I tried to write this post in the depths of Autumn semester, when I rarely have time to spend time reading for pleasure nor much time to blog. I failed. Instead, I have finished it after the last week of classes.
Observation Note 117: Pain.I unwisely took on an overwhelmingly large teaching load in February. I had nothing offered to me in Spring semester last year, leaving me stuck doing some contract work in road safety education which is totally fine but not what I want to be doing. So when I found myself drowning in offers in February, I decided a heavy teaching load was fine as I was feeling strong and healthy in February (despite the plague having finally befallen me). I was fine until I literally fell off the end of my bed injuring my back. I lay on the floor for half an hour, unable to get up, with hubs away on a work trip and my son taking a long hot shower. I was calm but winded. I couldn’t call out and my phone was nowhere near me. When my son finally came through he freaked out, helped me into my bed, checked me for breaks, concussion etc. But in the end, we decided I was just winded. I limped and was bruised, I saw my doctor who agreed with me. I felt mostly fine until a fortnight later when I started the gargantuan task of marking 170 student essays and then my whole body went to pot. Sciatic pain I had never experienced on my right hand side took hold of my life and pierced me with spasms and continues to do so. Weeks later I injured my ribs while I was doing some gentle gardening, giving me more grief and the inability to breathe deeply. And then last week I injured my ankle just by standing up. No rolls, no trip over, nothing. Once again, I am off my feet, because of pain, but I can’t lie down because of my ribs, and I can’t sit because of the sciatic pain. Because life needs to come in threes when it hurts. I found that I could not sleep, mark, function, at all. So, with all that, there is little surprise that I only read two novels in April, and one text book on web usability which is set reading for my students. No surprises, I won’t be discussing the text book.
Along with being late posting my April books, I also have spoilers because when I am in pain, I have not filters. At all. You are warned. Look away. Especially for the schmoushy fab Harlequin I discuss in Reading Note 65 (I wanted to end on a happy note).

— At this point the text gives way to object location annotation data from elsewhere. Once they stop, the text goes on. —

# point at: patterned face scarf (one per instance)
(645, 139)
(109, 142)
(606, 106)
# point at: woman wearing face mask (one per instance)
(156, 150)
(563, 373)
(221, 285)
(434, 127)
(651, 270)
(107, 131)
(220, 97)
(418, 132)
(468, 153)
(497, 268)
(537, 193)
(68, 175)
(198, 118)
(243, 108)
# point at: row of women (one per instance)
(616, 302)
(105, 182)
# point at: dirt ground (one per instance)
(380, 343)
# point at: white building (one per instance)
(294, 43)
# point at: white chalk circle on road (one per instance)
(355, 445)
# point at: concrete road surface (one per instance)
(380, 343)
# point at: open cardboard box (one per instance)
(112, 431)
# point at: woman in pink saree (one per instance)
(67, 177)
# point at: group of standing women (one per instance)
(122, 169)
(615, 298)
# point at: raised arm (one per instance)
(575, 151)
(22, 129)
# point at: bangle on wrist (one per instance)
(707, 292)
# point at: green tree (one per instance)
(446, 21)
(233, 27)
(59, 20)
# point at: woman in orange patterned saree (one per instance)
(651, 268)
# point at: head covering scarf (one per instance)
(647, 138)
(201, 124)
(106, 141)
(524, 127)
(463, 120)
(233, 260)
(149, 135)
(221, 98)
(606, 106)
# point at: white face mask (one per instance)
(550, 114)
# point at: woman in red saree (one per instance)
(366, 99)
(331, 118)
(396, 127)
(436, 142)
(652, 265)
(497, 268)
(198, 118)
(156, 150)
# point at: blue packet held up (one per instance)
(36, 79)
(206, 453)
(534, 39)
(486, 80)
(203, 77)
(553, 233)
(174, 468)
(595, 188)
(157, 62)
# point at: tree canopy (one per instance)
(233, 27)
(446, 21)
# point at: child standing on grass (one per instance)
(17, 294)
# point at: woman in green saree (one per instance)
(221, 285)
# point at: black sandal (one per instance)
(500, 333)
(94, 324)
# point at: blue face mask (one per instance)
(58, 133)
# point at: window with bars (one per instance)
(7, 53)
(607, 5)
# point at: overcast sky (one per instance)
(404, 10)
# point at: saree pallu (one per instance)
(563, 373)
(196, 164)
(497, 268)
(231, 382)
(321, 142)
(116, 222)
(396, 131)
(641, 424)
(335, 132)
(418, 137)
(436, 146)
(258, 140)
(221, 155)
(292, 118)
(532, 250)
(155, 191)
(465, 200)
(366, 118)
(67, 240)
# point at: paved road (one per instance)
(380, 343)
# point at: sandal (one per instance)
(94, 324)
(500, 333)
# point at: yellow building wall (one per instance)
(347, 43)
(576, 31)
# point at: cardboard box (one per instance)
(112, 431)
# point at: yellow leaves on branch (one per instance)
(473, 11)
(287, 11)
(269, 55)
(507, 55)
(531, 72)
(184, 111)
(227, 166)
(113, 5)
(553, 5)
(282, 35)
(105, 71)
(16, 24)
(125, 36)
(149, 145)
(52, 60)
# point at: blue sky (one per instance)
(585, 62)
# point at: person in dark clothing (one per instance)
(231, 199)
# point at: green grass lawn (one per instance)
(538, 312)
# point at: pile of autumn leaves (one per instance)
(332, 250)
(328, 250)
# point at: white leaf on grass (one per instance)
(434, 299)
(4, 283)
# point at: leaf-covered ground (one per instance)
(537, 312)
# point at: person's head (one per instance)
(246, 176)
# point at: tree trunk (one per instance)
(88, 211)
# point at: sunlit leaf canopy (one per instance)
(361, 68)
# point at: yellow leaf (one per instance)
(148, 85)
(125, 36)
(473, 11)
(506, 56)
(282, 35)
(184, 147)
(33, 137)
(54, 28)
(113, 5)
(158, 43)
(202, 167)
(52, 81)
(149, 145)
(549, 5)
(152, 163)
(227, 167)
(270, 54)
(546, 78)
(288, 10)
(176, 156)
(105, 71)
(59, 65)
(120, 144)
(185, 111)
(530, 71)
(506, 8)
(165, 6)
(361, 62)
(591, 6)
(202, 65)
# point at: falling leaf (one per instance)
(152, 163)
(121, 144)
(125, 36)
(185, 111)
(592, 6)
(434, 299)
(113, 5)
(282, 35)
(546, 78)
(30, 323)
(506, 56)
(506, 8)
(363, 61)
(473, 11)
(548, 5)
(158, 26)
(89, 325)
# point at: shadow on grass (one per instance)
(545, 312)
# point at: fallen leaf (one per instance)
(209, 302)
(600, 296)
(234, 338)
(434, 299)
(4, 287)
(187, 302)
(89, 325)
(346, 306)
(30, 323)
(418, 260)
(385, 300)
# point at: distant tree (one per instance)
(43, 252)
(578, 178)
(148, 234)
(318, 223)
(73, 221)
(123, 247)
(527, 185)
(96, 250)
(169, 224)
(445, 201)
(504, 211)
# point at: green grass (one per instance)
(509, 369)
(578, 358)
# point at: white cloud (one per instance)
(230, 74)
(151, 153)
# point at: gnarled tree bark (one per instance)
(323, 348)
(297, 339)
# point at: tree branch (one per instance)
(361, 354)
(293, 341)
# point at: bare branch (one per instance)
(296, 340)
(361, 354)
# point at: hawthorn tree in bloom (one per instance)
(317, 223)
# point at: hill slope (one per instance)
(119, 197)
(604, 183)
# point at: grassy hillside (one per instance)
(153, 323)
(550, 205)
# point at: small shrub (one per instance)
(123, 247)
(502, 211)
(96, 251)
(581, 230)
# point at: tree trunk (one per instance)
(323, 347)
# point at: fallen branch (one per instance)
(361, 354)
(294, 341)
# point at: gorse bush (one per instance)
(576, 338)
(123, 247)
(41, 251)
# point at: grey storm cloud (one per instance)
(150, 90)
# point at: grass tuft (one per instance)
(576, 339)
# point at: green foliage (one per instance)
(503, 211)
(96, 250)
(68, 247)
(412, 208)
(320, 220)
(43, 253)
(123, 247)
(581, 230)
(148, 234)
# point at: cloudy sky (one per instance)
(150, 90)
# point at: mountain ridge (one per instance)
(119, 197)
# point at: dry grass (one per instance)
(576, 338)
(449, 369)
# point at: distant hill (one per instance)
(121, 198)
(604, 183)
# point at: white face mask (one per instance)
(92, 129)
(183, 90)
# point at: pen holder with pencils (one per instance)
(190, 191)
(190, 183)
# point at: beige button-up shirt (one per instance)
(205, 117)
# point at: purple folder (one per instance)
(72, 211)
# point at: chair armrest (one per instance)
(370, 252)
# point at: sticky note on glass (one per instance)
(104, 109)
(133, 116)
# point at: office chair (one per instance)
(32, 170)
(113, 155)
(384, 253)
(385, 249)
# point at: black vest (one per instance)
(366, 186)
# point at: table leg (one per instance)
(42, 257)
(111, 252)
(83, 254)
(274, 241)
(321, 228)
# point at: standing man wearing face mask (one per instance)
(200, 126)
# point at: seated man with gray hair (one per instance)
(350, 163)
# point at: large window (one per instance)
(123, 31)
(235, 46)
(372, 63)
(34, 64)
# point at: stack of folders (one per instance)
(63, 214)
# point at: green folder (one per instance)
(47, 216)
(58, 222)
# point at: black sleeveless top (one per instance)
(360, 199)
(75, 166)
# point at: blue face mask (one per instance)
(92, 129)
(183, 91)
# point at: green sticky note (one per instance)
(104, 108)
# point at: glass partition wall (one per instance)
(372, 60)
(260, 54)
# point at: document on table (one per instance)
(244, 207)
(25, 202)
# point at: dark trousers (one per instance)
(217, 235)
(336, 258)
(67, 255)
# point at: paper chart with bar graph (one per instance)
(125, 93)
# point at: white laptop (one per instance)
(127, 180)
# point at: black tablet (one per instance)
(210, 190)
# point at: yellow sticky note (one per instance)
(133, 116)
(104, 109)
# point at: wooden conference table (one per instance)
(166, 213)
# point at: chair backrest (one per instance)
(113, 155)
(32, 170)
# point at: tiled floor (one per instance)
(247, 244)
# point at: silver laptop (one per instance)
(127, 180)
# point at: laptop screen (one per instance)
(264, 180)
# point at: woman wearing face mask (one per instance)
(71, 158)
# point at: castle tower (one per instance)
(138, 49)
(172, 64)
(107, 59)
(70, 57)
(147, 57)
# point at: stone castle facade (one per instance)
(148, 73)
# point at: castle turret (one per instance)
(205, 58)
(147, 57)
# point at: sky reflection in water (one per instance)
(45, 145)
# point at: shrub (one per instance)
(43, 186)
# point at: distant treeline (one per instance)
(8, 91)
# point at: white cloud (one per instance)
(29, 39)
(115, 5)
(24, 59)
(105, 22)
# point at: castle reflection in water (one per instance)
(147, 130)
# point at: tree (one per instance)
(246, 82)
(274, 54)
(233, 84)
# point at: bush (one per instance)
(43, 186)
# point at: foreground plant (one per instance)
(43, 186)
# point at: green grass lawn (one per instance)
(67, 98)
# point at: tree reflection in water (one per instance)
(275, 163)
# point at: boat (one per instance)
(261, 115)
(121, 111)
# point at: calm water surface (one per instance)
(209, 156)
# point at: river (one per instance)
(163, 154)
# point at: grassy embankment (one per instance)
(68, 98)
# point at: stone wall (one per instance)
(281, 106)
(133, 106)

Reading Note 64: Raynor Winn’s The Salt Path. Let’s start with the blurb: Just days after Raynor learns that Moth, her husband of 32 years, is terminally ill, their home and livelihood is taken away. With nothing left and little time, they make the brave and impulsive decision to walk the 630 miles of the sea-swept South West Coast Path, from Somerset to Dorset, via Devon and Cornwall. They have almost no money for food or shelter and must carry only the essentials for survival on their backs as they live wild in the ancient, weathered landscape of cliffs, sea and sky. Yet through every step, every encounter, and every test along the way, their walk becomes a remarkable journey.
The Salt Path is an honest and life-affirming true story of coming to terms with grief and the healing power of the natural world. Ultimately, it is a portrayal of home, and how it can be lost, rebuilt, and rediscovered in the most unexpected ways.
For many of you who have been reading my blog for a long time, you will know how much I hate camping and the fact that Raynor Winn and her husband choose to camp wild while they walk the UK’s South West Coast Path when they were rendered bankrupt and homeless was nearly the worst nightmare possible for me (pipped to the post by the thought of plummeting to my fiery death on a plane though that would be quicker torture than camping, right?).